Expanding PVC Volume Template Results in Data Loss
When trying to expand the PVC volume template the operator will delete/re-create the PVC volumes instead of just resizing them. We are using Rook-Ceph as the storage provider and have successfully resized PVCs without delete/re-create. We can also manually edit the PVC itself and it will expand. We are using version 0.22.2 of the operator. I've reproduced it in multiple clusters.
We have tried it without the storageManagement options as well and it just results in a loop where the operator will continually try to delete/re-create the PVCs
storageManagement:
provisioner: Operator
reclaimPolicy: Retain
---
apiVersion: "clickhouse.altinity.com/v1"
kind: "ClickHouseInstallation"
metadata:
name: "clickhouse"
spec:
defaults:
templates:
dataVolumeClaimTemplate: default
podTemplate: clickhouse:23.7.1.2470-alpine
storageManagement:
provisioner: Operator
reclaimPolicy: Retain
configuration:
settings:
# to allow scrape metrics via embedded prometheus protocol
prometheus/endpoint: /metrics
prometheus/port: 8888
prometheus/metrics: true
prometheus/events: true
prometheus/asynchronous_metrics: true
zookeeper:
nodes:
- host: clickhouse-keeper.clickhouse.svc.cluster.local
users:
default/networks/ip: "::/0"
default/password: password
default/profile: default
# use cluster Pod CIDR for more security
backup/networks/ip: 0.0.0.0/0
# PASSWORD=backup_password; echo "$PASSWORD"; echo -n "$PASSWORD" | sha256sum | tr -d '-'
backup/password_sha256_hex: eb94c11d77f46a0290ba8c4fca1a7fd315b72e1e6c83146e42117c568cc3ea4d
clusters:
- name: replicated
layout:
shardsCount: 1
replicasCount: 3
files:
config.xml: |
<?xml version="1.0"?>
<yandex>
<remote_servers>
<!-- Test only shard config for testing distributed storage -->
<ch_cluster>
<shard>
<internal_replication>True</internal_replication>
<replica>
<host>chi-clickhouse-replicated-0-0</host>
<port>9000</port>
<secure>0</secure>
</replica>
<replica>
<host>chi-clickhouse-replicated-0-1</host>
<port>9000</port>
<secure>0</secure>
</replica>
<replica>
<host>chi-clickhouse-replicated-0-2</host>
<port>9000</port>
<secure>0</secure>
</replica>
</shard>
</ch_cluster>
</remote_servers>
<!-- If element has 'incl' attribute, then for it's value will be used corresponding substitution from another file.

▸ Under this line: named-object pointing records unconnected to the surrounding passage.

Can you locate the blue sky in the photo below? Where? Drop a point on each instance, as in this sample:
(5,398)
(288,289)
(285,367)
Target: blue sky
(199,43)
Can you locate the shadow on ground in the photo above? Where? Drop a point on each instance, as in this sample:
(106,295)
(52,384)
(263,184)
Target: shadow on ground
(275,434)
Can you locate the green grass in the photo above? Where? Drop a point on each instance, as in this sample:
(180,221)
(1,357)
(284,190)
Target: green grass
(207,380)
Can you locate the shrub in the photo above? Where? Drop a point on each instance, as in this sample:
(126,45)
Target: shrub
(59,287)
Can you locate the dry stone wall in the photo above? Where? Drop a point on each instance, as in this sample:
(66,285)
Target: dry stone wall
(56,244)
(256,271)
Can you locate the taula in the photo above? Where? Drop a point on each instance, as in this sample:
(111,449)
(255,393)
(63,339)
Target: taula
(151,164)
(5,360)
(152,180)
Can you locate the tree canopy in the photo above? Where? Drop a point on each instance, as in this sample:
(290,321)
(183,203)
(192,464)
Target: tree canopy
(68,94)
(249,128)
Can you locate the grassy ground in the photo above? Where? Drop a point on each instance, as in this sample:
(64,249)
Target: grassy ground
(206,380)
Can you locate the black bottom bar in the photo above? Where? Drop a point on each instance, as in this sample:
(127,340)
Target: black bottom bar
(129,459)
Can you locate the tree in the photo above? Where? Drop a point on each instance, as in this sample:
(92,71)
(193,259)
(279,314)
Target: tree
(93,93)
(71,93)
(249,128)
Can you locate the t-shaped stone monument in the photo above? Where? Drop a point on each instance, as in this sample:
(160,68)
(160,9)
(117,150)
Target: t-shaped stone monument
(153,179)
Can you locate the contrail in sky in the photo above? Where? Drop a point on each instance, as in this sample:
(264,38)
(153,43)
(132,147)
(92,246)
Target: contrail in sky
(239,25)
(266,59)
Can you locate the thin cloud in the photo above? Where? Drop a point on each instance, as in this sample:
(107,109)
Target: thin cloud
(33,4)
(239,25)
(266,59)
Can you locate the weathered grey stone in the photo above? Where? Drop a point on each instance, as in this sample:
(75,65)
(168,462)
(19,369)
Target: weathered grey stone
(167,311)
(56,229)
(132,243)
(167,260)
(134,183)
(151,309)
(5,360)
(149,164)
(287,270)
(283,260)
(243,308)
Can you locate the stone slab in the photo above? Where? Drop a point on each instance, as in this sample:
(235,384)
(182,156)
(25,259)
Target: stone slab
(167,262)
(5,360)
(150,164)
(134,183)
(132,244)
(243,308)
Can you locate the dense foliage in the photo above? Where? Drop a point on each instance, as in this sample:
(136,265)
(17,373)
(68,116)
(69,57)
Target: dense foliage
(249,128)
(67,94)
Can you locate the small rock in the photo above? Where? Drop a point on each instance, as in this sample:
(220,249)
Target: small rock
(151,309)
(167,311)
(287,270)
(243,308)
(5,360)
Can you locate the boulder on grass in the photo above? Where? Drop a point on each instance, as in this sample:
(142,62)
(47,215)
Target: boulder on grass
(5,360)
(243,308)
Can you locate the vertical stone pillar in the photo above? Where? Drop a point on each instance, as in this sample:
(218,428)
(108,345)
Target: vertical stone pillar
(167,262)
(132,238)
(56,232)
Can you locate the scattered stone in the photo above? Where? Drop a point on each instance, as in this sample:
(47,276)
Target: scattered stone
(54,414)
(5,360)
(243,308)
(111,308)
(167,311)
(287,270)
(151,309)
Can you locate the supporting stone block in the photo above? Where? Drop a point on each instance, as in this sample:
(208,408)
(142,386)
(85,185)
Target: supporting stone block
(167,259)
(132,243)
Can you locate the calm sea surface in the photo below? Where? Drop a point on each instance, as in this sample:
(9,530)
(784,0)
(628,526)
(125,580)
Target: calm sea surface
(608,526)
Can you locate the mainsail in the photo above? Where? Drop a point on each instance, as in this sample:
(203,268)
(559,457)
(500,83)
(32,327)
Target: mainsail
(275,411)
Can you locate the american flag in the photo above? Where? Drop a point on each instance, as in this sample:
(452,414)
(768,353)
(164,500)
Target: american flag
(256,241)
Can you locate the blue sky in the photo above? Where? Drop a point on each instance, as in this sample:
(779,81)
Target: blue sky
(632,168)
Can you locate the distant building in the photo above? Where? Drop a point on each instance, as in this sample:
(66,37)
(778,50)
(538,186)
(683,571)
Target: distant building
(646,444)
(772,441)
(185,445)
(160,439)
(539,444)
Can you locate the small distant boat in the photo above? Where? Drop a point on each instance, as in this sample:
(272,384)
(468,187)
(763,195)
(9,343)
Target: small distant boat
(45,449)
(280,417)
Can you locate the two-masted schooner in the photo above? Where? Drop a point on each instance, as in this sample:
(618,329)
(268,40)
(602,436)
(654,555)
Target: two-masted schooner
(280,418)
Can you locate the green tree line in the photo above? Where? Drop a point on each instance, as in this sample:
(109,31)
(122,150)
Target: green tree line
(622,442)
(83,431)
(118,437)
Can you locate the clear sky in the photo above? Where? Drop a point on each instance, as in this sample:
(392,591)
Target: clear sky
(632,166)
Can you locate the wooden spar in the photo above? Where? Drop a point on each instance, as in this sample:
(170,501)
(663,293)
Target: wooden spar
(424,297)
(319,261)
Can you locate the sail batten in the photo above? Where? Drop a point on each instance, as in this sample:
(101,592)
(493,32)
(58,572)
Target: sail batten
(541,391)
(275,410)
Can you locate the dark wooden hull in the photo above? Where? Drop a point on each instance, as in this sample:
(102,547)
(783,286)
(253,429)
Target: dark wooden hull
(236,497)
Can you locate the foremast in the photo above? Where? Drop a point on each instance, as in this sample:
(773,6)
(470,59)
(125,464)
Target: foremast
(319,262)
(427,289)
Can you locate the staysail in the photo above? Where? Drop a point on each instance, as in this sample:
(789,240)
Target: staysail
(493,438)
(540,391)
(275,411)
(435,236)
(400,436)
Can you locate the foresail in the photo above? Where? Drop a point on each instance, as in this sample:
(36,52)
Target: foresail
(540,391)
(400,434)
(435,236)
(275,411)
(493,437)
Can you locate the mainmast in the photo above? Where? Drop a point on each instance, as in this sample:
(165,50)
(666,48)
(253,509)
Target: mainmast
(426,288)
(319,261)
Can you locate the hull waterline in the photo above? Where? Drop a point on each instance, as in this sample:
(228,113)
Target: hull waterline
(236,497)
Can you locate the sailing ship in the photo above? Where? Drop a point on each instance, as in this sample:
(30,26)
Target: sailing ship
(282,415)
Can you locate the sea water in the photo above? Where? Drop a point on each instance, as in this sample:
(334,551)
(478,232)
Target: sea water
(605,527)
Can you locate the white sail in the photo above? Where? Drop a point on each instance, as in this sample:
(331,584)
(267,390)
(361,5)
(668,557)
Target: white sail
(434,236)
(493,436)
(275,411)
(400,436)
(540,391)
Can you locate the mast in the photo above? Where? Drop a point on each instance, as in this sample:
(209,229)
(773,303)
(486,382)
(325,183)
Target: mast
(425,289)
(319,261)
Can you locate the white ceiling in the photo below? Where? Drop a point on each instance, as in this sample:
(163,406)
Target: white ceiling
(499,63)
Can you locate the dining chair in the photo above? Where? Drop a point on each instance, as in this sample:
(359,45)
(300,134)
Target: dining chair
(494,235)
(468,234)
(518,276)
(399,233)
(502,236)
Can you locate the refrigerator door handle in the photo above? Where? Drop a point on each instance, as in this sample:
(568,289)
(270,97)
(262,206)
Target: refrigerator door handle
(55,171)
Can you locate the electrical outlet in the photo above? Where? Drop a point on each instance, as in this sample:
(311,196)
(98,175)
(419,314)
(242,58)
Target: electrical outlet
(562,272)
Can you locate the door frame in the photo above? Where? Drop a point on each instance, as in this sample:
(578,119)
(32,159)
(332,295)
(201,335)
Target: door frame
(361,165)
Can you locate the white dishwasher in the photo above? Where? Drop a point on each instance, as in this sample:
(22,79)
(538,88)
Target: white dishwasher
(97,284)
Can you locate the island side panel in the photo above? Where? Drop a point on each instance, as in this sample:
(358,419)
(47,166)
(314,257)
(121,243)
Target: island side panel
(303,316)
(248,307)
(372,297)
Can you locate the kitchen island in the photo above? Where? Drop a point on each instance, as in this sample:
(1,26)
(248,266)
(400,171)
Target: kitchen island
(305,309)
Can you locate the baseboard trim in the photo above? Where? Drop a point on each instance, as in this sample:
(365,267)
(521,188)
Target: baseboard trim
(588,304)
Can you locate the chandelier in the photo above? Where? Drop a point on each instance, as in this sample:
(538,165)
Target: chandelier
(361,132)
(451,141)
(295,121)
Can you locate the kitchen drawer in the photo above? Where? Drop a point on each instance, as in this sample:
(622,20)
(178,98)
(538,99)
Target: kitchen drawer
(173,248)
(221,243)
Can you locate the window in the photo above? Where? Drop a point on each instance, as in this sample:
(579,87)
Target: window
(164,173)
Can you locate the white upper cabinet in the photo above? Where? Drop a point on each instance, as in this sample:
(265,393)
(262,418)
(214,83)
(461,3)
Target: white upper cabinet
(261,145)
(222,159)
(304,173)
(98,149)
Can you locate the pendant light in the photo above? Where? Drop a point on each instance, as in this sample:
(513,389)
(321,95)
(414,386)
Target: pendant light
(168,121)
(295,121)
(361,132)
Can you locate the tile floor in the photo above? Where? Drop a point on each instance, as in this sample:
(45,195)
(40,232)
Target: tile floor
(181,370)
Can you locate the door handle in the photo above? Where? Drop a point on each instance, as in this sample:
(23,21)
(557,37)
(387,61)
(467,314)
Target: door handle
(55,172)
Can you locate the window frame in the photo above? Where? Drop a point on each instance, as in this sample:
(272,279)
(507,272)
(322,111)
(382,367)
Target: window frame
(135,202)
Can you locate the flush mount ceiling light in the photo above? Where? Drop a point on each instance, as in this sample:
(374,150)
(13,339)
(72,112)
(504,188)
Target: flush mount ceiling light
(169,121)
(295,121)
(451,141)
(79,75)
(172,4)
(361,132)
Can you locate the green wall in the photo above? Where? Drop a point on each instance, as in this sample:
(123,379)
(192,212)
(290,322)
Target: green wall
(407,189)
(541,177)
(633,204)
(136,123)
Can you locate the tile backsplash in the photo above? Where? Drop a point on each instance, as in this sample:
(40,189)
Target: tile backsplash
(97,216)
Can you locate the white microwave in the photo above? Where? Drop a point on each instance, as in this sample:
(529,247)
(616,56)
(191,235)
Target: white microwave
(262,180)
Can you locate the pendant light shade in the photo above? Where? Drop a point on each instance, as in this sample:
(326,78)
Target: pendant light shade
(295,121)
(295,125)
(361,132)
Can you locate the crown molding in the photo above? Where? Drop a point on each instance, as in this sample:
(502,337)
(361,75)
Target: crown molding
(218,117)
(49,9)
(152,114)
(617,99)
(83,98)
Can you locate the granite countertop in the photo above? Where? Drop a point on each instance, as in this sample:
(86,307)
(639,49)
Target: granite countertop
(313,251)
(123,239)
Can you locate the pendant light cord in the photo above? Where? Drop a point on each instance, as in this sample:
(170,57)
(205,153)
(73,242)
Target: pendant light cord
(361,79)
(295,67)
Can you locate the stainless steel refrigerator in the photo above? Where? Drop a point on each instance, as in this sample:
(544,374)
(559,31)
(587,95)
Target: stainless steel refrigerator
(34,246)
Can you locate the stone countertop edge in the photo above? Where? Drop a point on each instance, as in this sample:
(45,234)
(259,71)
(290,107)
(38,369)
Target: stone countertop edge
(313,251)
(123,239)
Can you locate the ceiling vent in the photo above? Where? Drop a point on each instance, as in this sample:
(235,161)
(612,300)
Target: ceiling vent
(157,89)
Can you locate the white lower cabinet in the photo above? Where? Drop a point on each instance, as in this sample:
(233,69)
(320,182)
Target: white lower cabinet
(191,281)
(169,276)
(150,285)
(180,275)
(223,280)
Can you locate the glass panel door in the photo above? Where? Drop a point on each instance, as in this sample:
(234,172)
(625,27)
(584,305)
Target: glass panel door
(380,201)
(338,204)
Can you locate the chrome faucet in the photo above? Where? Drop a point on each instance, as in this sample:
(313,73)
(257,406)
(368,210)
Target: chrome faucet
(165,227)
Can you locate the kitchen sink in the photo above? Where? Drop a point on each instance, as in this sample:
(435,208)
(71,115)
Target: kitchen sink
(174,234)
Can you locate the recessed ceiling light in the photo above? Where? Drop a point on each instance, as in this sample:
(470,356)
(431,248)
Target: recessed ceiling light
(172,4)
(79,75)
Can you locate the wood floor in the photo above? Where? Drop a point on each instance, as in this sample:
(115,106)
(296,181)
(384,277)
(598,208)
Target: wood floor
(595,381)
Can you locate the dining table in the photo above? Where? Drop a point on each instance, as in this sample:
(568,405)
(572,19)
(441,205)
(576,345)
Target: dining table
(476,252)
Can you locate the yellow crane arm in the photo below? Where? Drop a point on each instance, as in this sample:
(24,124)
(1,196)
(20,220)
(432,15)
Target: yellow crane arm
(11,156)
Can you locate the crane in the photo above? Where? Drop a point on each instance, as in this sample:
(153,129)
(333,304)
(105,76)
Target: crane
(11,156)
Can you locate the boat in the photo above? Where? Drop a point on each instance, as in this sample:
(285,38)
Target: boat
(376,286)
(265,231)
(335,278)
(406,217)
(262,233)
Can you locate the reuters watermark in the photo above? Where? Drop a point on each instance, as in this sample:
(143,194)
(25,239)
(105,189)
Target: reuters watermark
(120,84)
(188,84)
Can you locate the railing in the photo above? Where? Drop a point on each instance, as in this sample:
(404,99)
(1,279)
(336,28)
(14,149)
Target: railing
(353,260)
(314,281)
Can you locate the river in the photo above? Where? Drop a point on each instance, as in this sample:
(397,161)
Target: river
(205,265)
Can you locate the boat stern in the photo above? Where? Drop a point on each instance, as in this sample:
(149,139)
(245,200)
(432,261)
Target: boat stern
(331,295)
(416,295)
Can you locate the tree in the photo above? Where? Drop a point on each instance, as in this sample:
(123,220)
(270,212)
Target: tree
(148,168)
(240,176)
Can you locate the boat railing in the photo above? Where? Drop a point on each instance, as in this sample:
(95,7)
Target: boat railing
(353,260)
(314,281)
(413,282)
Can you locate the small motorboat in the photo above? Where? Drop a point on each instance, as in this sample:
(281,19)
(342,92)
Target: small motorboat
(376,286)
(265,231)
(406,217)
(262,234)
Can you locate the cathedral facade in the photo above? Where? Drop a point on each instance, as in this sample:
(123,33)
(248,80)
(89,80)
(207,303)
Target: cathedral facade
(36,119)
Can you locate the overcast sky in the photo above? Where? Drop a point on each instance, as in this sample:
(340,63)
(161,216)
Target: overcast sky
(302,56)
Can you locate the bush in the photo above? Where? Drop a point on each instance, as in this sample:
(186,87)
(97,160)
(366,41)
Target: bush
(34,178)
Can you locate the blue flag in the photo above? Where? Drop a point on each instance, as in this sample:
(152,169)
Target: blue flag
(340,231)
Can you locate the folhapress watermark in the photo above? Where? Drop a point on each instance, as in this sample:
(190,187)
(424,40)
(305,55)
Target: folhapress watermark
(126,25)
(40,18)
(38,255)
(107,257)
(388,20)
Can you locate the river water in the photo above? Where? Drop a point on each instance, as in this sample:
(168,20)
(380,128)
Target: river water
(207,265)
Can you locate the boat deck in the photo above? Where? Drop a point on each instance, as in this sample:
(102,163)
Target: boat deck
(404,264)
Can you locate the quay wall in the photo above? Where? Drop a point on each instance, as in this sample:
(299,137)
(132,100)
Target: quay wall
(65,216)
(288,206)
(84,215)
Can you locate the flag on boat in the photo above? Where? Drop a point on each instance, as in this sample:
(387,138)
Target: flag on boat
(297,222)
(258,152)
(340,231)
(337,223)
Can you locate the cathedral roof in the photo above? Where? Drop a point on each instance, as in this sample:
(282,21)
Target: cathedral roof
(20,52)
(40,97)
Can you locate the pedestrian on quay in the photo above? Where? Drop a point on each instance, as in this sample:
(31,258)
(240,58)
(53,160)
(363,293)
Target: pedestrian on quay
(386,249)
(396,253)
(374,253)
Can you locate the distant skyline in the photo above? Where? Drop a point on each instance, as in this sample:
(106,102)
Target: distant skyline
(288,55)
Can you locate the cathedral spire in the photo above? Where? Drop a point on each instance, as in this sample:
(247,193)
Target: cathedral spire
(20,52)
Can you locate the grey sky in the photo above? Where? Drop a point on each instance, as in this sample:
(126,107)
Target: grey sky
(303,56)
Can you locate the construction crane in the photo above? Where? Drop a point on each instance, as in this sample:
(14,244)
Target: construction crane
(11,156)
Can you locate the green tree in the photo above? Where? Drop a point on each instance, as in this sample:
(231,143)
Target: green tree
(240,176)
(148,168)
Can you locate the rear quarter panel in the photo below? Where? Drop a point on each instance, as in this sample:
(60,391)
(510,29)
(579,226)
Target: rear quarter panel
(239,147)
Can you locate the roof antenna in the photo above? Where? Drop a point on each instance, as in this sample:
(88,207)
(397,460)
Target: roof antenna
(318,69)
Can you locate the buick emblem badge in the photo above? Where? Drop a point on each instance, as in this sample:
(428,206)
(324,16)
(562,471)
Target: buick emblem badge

By default, path to file with substitutions is /etc/metrika.xml. It could be changed in config in 'include_from' element.
Values for substitutions are specified in /clickhouse/name_of_substitution elements in that file.
-->
<!-- ZooKeeper is used to store metadata about replicas, when using Replicated tables.
Optional. If you don't use replicated tables, you could omit that.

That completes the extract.